Research in the Department of English ranges widely—not just to different historical periods, but to surprising topics within and across those periods, such as fraud, medieval romance, the history of copyright, health, hockey, and nationalism. Our faculty conducts internationally-recognized research on authors, editorial practice, the relationship of literature and philosophy and how people read, write and argue.
This research frequently shows up in our English courses, exposing you to the most up-to-date research in a field. Upper-levels courses often feature content that pays close attention to our own research projects.
Undergraduate research opportunities
Some undergraduate students have been involved in faculty research projects. Here are some examples:
Kala Hirtle’s experience:
“Working with Dr. Stone, I have learned HTML, TEI (text encoding initiative), encoded poems, and scanned reviews.

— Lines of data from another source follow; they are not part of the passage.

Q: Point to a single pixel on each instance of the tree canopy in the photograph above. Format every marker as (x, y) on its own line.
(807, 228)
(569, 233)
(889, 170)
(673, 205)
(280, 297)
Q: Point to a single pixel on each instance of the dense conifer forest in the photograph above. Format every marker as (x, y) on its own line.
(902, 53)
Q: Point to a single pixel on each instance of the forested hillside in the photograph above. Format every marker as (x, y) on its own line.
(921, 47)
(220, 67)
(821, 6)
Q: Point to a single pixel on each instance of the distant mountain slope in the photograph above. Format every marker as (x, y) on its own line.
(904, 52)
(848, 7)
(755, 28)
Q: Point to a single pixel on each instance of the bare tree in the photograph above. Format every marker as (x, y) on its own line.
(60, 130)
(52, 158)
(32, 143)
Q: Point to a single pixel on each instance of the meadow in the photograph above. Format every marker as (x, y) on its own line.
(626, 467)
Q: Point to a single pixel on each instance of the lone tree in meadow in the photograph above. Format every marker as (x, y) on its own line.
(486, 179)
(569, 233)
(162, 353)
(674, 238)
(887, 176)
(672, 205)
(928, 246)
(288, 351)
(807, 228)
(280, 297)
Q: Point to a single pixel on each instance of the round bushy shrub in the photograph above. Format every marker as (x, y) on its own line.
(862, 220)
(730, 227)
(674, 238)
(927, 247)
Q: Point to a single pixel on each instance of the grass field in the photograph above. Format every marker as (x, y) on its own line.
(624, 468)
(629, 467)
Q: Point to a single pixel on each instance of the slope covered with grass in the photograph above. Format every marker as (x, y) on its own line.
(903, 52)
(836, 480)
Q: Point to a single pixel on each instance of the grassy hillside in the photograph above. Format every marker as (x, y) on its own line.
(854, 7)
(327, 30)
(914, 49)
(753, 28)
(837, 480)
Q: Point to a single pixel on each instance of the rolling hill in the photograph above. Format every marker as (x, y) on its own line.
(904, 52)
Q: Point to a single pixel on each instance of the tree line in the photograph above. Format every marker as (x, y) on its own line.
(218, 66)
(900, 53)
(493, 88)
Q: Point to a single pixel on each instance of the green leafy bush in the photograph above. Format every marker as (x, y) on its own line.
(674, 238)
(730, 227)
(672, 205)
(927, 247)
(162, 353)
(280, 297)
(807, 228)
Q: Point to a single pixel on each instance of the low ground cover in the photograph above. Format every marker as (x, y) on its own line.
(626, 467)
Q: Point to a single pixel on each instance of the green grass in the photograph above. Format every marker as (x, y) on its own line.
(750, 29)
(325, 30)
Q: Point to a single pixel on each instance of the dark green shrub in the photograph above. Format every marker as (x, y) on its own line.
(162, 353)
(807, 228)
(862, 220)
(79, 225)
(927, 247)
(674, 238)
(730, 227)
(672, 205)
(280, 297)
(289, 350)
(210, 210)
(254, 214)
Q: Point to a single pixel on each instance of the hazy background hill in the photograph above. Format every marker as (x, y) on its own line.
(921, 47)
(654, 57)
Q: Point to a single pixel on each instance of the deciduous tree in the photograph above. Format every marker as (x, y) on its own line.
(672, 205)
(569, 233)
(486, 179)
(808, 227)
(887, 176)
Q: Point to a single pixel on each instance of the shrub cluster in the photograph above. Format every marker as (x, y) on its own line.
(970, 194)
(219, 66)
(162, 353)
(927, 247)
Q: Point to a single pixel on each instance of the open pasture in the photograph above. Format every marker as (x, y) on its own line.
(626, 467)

We worked with Elizabeth Barrett Browning’s 1824 Journal, using a microfilm copy to create a PDF. And I 've been working to transcribe the most relevant and interesting parts of her journal. As part of the EBB Archive team, I also helped weigh in on decisions regarding the website layout and formatting. The two exhibits I focused on the most during my work with the project were Aurora Leigh and the 1824 Journal.”
Peter Chiykowski’s experience:
“Doing research work for Professor Furrow was definitely a highlight of my undergraduate degree. It was a baptism by fire, in that it not only forced me to rapidly learn a set of invaluable research skills but also provided firsthand experience of the pleasures and torments of living as a full-time academic. Fortunately for me, Professor Furrow was a brilliant and patient supervisor, willing to let me wade in over my head, make mistakes, and then talk through how to approach them.”